How are we perceived on paper beyond just who we are and what we do? There is only so much the words on a resume, cover letter, and portfolio can provide in terms of conveying the who and the what. Personal branding carries out the rest, by linking your name and job title to your personality and flavor.
Let’s put it this way. Are you going to order “Chicken Breast” off the menu, or will you go for the “Local, free-range chicken breast marinated in a lemon-rosemary vinaigrette grilled to juicy, tender perfection topped with capers and a sprig of garden-fresh parsley.”
Exactly. Your on-paper existence needs to be colorful, flavorful and decorated just as you want the dish you order at your favorite restaurant to be. It’s a sneak peak of who you are and what you do.
A personal brand shows that you are multifaceted. It showcases your individuality, which cannot be conveyed through copy on a resume. Your personal brand will sell you as a desirable candidate, one that is unique and unforgettable. Maybe you are someone that associates their own personality with happy colors. Or, perhaps you are someone that wants their image to be a clean, white, minimalist aesthetic. Or even someone who wants to convey their bold, strong and finite characteristics through dark, solid, blocky text.
While there are many sides to developing a personal brand, we’re going to focus of the visual and aesthetic elements. Think resume heading, logos, business card, website layout/design, and social media profiles.

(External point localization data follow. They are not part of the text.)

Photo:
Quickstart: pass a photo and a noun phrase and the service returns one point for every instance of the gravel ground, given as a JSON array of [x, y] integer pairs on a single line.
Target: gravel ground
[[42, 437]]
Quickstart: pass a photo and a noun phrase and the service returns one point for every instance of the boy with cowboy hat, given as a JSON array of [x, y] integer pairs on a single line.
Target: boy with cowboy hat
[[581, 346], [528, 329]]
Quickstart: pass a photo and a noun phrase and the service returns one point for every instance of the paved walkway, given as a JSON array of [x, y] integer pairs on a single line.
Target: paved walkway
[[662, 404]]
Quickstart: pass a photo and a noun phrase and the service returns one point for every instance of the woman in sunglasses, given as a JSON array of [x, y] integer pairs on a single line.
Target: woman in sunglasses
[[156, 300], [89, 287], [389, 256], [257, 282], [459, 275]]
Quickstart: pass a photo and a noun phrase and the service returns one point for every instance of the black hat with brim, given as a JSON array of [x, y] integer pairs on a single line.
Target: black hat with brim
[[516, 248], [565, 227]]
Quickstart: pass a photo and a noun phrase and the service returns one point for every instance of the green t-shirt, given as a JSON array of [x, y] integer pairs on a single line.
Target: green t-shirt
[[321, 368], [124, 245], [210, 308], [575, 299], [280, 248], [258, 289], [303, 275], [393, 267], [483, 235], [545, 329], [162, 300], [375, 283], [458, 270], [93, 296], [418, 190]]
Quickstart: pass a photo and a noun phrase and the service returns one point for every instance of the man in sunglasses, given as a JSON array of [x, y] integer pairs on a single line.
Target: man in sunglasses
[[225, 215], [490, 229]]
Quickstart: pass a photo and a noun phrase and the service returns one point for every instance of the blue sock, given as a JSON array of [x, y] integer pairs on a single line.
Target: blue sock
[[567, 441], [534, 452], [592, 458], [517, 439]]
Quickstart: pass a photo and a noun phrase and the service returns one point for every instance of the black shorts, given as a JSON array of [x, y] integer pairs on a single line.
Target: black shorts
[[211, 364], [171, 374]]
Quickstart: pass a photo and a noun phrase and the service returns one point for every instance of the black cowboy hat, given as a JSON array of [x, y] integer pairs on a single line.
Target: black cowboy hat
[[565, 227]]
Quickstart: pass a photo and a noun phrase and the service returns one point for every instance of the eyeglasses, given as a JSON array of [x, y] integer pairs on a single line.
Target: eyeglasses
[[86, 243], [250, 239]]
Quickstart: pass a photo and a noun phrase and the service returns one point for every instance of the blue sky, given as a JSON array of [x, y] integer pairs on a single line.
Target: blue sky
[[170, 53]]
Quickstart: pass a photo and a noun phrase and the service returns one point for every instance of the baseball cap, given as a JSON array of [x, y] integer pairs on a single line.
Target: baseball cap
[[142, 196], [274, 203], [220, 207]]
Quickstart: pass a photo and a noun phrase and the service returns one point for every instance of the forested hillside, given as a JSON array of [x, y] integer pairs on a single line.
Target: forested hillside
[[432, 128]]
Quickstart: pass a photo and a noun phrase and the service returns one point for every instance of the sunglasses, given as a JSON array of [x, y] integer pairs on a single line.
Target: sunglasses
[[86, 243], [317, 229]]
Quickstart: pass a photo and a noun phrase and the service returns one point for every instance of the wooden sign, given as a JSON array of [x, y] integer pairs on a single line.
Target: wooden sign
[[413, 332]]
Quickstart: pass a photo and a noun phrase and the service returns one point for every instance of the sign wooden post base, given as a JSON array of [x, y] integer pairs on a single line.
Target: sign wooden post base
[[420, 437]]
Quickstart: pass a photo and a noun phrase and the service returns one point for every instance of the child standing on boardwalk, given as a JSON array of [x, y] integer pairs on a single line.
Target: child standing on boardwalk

Here are just a few pointers to get started on developing your personal brand identity.
Create cohesion across all career related deliverables (resume, business cards, and website): A potential employer or client should be able to spot any of your marketing pieces— like your business card, resume, or website— and recognize that it’s you because they all have a similar look and feel, and appear to exist in a set. This comes down to the most fundamental design elements. Choose your typefaces, logo, headings, and layouts carefully and stick to them across all of these elements that an employer or client would come across.
Choose a color scheme: Just because hot pink was your favorite color as a child, doesn’t mean it should dominate your personal palette. Chose a few colors to use in anything you design that represent you on paper. The colors you pick should appear across the three items mentioned before: resume, business card, and website. Choose between two and three colors (not including black, white, grey, and off-white) that you feel represent you as an individual. Make sure the colors represent you and your style and you’ll attract employers and clients who admire that same style.
Use a strong headshot across all platforms: Your headshot photo for your profile image should be the same across all of your social media pages. Not only does this put a face to your name for anyone reviewing your resume, but it creates a unanimous presence across all platforms, making it easier for people (both professionally and personally) to find you.
Clean up your social media presence: Your personal online presence should be clean enough that you can use your professional headshot as your personal profile images if you wish to do so. Basic self-respect rules apply here: if you wouldn’t want a potential employer to stumble across what you post on social media, you shouldn’t want your friends and family to see it either. Keep it clean.
Beef up professional online presence: And finally, build up your professional online presence in any way you can and be sure to promote your unified, distinguishable brand wherever possible.
Yes, you do need a personal brand identity to really be successful in the world media and communication!